I have been trying to learn about the cost of the insertion sort algorithm lately. I already understand the best case, worst case and average case formulas (eg $n-1$, $\frac{n(n-1)}{2}$, $\frac{n(n-1)}{4}$ respectively). But I saw that this formula isn't working for small numbers of $n$. If we take for example an array with a length of $n=3$ with $T(n)$ for the amount of comparison needed, we get $T_{\text{best}}(3)=3-1=2$, $T_{\text{worst}}(3)=\frac{3(2)}{2}=3$, and $T_{\text{avg}}(3)=\frac{3(2)}{4}=\frac{3}{2}=1.5$. This is very strange, since the average case is more efficient than the best case. And that is impossible. That means that $\frac{n(n-1)}{4}$ doesn't hold for this situation. So what I did was looking at the graph of these functions:

![Graph of cost formulas](https://software.codidact.com/uploads/goudvk4oqemrab3sjqukg3o7y18z)

It seems like that these formulas only works for $n\ge4$. Is that correct? So it basically means that, whenever we have a cost formula for an algorithm, it will become more accurate when $n$ goes larger?
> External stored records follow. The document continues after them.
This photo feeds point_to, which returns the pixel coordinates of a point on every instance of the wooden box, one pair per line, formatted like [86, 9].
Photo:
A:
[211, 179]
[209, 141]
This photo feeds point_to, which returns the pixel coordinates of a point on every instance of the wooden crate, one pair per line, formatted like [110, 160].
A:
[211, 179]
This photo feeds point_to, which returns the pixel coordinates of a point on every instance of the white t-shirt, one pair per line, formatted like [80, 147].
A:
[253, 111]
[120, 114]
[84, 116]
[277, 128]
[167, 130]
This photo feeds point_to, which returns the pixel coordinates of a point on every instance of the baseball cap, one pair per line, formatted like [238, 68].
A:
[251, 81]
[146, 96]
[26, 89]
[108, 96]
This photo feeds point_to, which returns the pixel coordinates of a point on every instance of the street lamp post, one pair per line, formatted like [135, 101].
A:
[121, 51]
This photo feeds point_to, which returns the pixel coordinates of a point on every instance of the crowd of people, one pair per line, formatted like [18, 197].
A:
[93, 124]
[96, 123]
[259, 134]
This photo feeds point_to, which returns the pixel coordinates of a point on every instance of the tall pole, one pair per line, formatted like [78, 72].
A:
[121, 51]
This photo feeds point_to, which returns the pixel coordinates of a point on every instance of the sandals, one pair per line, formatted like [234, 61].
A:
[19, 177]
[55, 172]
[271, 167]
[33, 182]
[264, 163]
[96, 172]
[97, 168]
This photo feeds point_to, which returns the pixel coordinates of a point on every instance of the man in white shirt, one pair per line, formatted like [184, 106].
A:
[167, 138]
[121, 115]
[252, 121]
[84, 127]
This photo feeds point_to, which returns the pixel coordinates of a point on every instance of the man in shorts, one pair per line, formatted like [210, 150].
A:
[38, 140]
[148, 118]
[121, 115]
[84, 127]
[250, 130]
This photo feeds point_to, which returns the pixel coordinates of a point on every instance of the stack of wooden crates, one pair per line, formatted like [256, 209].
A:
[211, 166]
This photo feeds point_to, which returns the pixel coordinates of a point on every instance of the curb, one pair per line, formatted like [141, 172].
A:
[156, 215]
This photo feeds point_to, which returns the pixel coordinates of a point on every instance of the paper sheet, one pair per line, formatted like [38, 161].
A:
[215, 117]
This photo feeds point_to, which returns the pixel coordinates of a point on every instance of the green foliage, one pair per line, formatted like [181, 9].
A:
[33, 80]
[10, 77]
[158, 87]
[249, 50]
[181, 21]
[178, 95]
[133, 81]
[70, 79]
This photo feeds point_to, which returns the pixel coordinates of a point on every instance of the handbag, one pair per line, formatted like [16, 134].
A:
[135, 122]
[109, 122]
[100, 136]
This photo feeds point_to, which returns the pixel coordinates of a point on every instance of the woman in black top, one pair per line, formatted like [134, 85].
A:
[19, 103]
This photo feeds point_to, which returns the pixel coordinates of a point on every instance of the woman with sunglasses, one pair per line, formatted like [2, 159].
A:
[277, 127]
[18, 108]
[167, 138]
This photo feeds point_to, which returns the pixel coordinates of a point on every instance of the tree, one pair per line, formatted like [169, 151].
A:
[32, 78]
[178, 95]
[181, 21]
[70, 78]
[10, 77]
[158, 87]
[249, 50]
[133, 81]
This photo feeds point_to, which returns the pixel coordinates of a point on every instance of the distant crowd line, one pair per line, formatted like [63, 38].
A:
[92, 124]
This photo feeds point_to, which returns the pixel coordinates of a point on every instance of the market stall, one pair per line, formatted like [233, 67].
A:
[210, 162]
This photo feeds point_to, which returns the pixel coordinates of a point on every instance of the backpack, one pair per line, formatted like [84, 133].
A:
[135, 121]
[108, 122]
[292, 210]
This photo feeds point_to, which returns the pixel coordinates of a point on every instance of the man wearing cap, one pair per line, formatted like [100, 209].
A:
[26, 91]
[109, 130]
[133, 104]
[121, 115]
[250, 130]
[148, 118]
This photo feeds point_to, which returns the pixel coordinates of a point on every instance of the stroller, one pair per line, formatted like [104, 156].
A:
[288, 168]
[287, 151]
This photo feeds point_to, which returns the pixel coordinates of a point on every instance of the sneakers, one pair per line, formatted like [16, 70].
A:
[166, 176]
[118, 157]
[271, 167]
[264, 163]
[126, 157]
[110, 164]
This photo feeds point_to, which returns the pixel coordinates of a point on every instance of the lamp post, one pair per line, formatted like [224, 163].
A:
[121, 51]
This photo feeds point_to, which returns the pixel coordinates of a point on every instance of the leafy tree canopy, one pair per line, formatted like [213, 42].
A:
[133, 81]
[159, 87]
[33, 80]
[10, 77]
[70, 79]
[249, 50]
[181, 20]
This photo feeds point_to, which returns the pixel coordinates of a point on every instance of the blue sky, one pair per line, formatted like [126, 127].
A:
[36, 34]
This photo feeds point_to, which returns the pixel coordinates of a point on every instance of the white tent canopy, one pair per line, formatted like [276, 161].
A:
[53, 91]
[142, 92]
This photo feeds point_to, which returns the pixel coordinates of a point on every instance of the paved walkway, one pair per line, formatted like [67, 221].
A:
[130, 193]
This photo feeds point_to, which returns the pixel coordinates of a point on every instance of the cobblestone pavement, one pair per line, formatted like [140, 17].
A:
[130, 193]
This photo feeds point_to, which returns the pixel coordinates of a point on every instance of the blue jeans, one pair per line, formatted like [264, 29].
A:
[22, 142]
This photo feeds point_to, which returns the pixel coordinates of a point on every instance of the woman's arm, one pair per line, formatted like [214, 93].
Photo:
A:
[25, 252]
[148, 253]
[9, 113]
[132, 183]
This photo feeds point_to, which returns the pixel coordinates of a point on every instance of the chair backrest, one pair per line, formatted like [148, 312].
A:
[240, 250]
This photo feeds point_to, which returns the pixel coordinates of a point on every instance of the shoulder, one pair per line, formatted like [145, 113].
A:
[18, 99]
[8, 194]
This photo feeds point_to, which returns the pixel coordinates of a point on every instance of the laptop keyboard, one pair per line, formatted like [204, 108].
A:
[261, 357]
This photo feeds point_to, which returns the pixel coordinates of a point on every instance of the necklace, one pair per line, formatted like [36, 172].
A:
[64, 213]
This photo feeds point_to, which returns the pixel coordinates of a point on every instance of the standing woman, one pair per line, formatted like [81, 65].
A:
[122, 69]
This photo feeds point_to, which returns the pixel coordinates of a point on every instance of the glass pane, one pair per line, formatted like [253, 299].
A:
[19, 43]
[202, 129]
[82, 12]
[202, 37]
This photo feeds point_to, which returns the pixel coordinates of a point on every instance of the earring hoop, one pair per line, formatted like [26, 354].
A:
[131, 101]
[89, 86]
I also came across [this page](https://math.stackexchange.com/a/1130043) that says that the formula $\frac{n(n-1)}{4}$ is actually wrong. I already didn't understand the part where he came up with the first formula:
>$\frac{1}{2}(1_{\text{element is in place}} + i_{\text{element is smallest yet}})$

According to the answer it should have been $$\sum_{i=1}^{n-1} \frac{i+1}2 = \frac{(n-1)n}4 + \frac{n-1}2 = \frac{(n-1)(n+2)}{4}$$ instead. Can someone please explain to me how he came up with this? And why the original one $\frac{n(n-1)}{4}$ wrong?